Delta log-likelihood in the features descriptions means the difference between log-likelihood for the mass hypothesis that a given track is left by some particle (for example, electron) and log-likelihood for the mass hypothesis that a given track is left by a pion (so, DLLpion = 0 and thus we don't have these columns). This is done since most tracks (~80%) are left by pions and in practice we actually need to discriminate other particles from pions. In other words, the null hypothesis is that particle is a pion.


# # Feature enigineering
Feature selection and preprocessing, model validation

In [0]:
data.columns

Let's consider PID between two particle types for simplicity:

In [0]:
data = data[(data.Label == 'Kaon') | (data.Label == 'Pion')].copy()
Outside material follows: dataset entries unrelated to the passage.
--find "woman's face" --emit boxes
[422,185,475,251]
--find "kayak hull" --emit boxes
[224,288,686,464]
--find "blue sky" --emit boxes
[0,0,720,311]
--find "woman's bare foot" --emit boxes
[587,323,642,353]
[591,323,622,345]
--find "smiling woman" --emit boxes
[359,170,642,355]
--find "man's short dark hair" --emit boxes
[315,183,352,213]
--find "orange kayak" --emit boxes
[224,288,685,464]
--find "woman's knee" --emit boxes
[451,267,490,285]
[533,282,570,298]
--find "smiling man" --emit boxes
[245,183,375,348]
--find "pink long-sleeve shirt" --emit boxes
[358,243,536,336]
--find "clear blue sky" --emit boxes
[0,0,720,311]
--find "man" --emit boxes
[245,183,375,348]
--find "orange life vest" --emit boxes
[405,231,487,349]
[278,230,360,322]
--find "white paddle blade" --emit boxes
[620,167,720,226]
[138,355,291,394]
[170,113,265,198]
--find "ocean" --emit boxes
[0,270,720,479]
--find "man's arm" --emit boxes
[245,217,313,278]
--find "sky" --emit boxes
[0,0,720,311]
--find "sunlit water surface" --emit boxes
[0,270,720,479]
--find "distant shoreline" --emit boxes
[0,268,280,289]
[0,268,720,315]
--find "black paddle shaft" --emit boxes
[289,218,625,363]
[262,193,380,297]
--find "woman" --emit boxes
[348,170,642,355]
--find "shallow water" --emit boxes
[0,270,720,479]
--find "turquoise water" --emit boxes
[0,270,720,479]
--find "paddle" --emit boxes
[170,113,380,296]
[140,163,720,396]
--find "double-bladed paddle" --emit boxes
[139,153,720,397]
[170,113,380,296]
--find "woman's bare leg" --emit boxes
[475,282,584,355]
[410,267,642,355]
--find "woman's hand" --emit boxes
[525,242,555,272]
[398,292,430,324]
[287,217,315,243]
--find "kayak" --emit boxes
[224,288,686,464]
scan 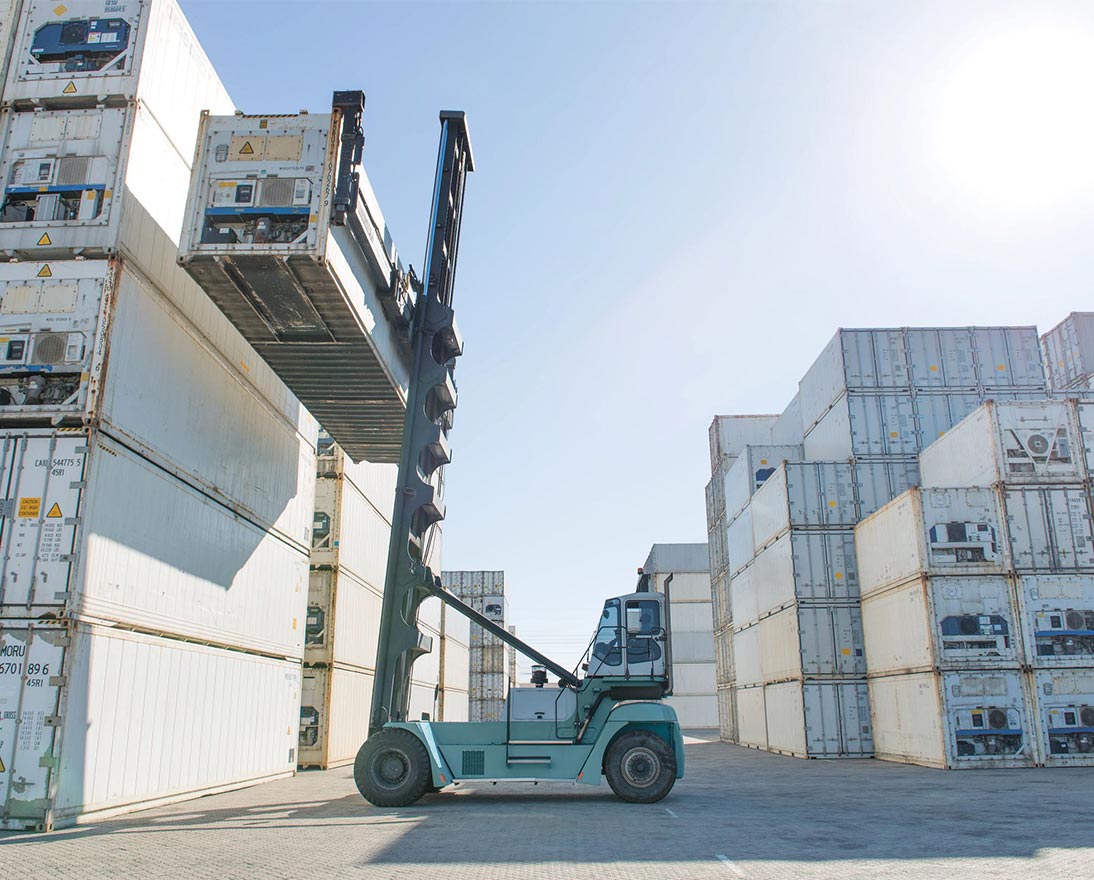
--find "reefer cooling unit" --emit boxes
[179,92,417,462]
features = [col for col in data.columns if col != 'Label']
data['Label'] = (data.Label == 'Kaon').astype(float)

print(len(data))

In [0]:
from sklearn import linear_model, metrics, model_selection, preprocessing
train, test = model_selection.train_test_split(data, test_size=0.25)

Selecting the best features is quite an important and non-trivial part of building machine learning models. Scikit-learn has a number of ways to automate this process - to be used with caution - see [this page](https://scikit-learn.org/stable/modules/feature_selection.html) for more details.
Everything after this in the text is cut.